To go to larger problems sizes, you will need to rewrite your program. This isn't a Fortran problem, it is a memory usage problem. With a dense matrix problem, memory is going to scale with N^2. So, when you double the number of unknowns, you quadruple the amount of memory. The way the program is written, every process needs to have enough memory to store the whole array. You are going to have to change the way the program works so that each process stores only part of the array. ScaLAPACK has routines that do the sort of things you need.See ScaLAPACK block cyclic distribution. It looks hard at first, but once you understand it, it is straight-forward. For very large problems, Netlib has an out-of-core version of ScaLAPACK, but with model computers and dense matrices, you are probably going to hit time limitation before OOC ScaLAPACK is needed.

Also, skimming your program, I don't see where the different MPI processes are assigned to do different work.

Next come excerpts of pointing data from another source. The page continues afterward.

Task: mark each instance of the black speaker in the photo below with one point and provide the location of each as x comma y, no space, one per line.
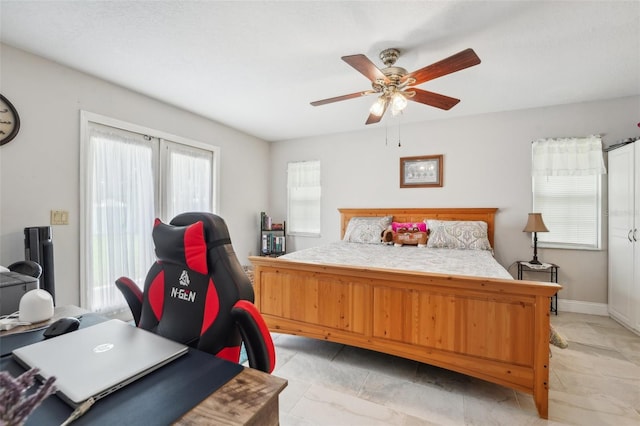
38,247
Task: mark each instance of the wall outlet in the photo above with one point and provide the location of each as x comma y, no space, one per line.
59,217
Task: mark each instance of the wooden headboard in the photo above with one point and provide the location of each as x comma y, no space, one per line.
419,214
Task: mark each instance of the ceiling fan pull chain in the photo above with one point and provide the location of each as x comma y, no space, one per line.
386,134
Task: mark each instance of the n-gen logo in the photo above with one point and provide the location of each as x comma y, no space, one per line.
183,293
184,279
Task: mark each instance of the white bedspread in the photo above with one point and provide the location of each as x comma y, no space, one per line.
477,263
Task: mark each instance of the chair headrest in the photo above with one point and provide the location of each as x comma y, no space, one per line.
183,245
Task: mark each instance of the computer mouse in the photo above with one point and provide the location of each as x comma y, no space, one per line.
62,326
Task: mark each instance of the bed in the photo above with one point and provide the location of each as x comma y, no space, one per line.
495,329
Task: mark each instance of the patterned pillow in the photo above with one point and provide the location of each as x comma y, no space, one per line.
366,230
455,234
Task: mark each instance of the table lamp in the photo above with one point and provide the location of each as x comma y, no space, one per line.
535,224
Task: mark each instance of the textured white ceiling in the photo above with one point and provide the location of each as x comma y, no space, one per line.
256,65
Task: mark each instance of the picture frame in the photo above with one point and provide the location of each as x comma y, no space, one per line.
423,171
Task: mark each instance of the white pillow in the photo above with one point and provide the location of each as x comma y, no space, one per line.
458,234
366,230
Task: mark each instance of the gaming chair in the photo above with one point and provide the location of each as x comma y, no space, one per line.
197,292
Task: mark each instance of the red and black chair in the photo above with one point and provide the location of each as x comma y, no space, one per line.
197,292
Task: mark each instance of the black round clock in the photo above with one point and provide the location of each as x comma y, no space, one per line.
9,121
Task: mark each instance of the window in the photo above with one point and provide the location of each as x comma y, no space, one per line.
570,207
303,198
128,179
567,190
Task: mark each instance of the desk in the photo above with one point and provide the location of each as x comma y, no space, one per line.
250,398
549,268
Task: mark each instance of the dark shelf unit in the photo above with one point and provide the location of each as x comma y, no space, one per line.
273,237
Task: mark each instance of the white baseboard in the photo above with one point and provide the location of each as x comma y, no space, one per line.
580,307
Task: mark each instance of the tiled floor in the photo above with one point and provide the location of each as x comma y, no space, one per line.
595,381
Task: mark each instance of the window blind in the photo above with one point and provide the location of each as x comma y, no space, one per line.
570,206
303,197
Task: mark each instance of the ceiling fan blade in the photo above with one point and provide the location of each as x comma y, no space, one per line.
461,60
432,99
376,118
365,67
342,98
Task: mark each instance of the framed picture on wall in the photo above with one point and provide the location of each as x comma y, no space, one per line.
421,172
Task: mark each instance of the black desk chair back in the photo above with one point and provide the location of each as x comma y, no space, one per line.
26,267
197,292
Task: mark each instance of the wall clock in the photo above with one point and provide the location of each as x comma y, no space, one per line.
9,121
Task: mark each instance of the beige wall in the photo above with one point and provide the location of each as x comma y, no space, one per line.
486,164
39,169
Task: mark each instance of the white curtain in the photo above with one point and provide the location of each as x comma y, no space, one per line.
303,193
567,157
120,195
189,180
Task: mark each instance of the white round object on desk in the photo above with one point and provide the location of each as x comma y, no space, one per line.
36,306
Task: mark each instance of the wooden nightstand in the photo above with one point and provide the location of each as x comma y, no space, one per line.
549,268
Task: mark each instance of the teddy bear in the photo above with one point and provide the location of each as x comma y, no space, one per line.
410,236
401,234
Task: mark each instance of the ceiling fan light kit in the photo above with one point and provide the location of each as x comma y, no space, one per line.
395,86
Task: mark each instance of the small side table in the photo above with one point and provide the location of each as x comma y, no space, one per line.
549,268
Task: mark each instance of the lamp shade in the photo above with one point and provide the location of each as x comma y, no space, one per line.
535,223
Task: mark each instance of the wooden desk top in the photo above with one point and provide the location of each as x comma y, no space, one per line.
250,398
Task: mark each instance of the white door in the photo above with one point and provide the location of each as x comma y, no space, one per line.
621,253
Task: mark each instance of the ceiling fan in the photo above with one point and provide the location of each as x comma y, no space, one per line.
396,86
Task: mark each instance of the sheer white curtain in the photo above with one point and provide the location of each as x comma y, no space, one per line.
120,198
303,193
566,184
189,180
568,157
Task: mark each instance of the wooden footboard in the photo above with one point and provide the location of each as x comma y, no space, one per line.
492,329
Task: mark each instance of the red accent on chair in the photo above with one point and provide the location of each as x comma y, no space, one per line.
211,308
197,292
230,353
156,295
258,321
195,248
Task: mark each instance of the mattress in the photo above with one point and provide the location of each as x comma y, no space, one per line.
476,263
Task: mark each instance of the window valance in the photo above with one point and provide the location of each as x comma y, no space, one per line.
567,157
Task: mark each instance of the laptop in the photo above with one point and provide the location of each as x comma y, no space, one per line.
98,360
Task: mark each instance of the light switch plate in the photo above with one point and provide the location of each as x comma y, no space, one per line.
59,217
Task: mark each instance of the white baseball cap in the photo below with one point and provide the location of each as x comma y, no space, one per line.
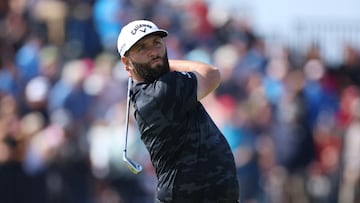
134,31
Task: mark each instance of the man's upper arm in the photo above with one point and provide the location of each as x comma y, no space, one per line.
207,83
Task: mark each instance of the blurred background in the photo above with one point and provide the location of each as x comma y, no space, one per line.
289,102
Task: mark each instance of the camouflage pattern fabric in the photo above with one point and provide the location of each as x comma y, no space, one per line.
192,159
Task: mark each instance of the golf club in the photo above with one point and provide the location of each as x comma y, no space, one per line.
132,165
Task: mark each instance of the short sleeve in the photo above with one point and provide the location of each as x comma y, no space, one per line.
176,93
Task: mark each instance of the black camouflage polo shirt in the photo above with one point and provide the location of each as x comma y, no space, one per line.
192,159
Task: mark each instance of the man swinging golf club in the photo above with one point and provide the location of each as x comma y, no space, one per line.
192,160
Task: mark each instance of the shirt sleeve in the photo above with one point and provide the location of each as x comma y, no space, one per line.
177,93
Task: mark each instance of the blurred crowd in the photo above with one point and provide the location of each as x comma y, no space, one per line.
291,118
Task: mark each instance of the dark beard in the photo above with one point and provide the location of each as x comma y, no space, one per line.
150,74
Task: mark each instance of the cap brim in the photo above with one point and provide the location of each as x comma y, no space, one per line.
160,32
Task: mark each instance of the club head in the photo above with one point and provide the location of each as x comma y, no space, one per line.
133,166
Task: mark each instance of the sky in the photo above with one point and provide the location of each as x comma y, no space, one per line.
331,22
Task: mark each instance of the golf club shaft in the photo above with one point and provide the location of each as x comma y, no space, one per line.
127,112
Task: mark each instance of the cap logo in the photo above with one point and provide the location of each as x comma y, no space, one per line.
141,28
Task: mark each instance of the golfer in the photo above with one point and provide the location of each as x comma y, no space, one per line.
192,159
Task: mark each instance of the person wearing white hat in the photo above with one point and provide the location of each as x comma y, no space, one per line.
192,159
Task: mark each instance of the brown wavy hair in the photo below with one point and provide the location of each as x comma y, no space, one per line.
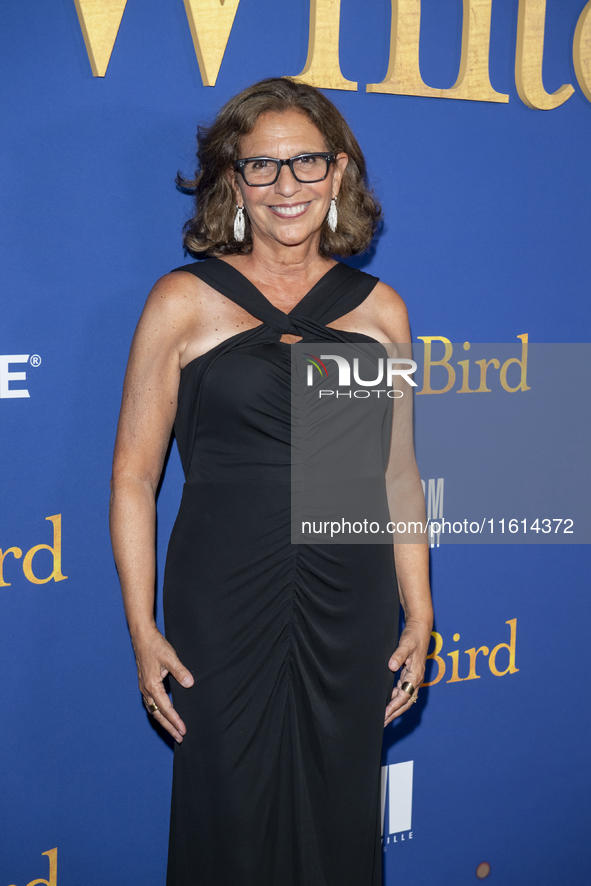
210,230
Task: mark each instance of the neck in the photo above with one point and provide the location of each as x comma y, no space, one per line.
290,263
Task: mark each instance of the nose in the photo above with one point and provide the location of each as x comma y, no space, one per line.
287,184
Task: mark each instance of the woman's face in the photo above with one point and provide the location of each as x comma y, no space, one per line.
289,212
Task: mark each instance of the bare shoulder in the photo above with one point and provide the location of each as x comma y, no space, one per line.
389,313
174,296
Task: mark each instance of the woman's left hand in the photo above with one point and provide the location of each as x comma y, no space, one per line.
412,653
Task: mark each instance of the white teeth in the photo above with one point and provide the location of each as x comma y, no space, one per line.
290,210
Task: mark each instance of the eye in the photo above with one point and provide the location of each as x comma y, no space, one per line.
308,160
260,165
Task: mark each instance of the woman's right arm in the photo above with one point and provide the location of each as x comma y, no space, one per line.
145,424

OMP won't work across different nodes or different MPI processes (unless some big improvements have been made recently. :-)) So, (I could be wrong) it looks to me like each node is doing the same work.

jimdempseyatthecove · ‎10-18-2017

Make the arrays allocatable. Leave the private arrays unallocated prior to the parallel region. Use FIRSTPRIVATE on the unallocated arrays, allocate inside of the parallel region (deallocate when you are about to exit the parallel region).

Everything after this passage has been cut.